Generator Signature: Satisfaction not Recognition?

Several weeks ago I was reminded me that my only concern as a Generator is whether I’m “satisfied” or not. I was reminded of this when I sheepishly complained about not getting recognition for my efforts. I can’t even remember what I was grousing about at that moment in time but it doesn’t matter.

Even as I write this my mind is confused. “What do you mean that being ‘recognized’ is none of my concern?” To only be here for my personal satisfaction (the Generator “true self” signature), seems like the most selfish, useless reason for existing…to my mind! However, when I was reminded me of this truth, I got it: satisfaction or not, the beginning and end of the story.

I do understand that if I am just doing my thing, enjoying myself, it MIGHT be recognized for my efforts, but that is not to be my primary aim. How many years have I yearned to make a difference when all I needed to know is whether I’m enjoying myself, or not? Oh yeah, most of my life.

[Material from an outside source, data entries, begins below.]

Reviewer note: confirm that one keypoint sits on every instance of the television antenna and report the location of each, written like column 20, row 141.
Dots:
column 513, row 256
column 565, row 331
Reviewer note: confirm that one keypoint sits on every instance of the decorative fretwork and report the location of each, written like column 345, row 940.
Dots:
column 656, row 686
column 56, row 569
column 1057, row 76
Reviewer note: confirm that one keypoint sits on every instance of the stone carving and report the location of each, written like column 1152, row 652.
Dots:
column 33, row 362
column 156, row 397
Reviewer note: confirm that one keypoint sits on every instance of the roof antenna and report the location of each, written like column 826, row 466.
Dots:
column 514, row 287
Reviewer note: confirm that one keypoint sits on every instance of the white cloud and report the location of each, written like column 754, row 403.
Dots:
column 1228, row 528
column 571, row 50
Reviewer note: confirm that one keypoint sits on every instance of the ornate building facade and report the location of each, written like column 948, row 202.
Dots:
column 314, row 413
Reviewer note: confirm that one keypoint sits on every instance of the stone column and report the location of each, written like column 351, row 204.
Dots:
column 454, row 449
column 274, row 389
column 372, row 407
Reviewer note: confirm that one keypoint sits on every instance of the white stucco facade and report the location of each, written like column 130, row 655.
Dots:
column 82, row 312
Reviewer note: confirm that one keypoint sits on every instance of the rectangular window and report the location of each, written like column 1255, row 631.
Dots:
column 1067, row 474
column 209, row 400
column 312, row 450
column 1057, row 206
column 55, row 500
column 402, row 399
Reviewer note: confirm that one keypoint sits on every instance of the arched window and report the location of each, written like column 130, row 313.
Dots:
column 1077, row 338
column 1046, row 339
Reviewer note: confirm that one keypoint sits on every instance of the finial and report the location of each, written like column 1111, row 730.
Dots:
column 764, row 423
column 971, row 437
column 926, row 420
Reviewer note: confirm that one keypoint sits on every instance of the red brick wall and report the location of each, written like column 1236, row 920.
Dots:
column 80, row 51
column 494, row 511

Of course, the explanation is in my chart (see below). I have 2 defined channels, the 34/57, which is all about responding to what is healthy for my survival and interesting to me. That’s my essential life force, and is what makes me a Generator. I also have the 17/62, a “projected” channel, the channel of an organized being. THAT’S what’s looking for recognition. In addition, this mental channel is split off from my life force. And it’s a simple split so my mind is always giving ME grief about me. Hooray!

So, we have a overly identified mental channel running the show, fueled by a split which theme is inadequacy, harmonizing perfectly with an undefined ego, which is a bottomless pit of “not good enough.” No wonder my mind “thinks” that recognition is this form’s primary concern.

The Influence of Conditioning

As a child, I was rewarded for my lovely organized mind. I was rewarded in school and I was rewarded by my parents. My parents, however, were less than thrilled with the selfish nature that is me, the girl who loved her freedom and preferred to be outside with friends than, well, a lot of other things they thought I should care about. And, so the tug-of-war began. Be myself or be rewarded for my achievements.

The adult Joan continued the tug-of-war, toggling between being perceived as “reliable and useful” and craving that freedom to just be. Clearly, the tug-of-war still persists, but at least now I’m aware of it. At the same time, I can see that living to satisfy myself has begun to take over. My mind gets concerned, yet my form is happier.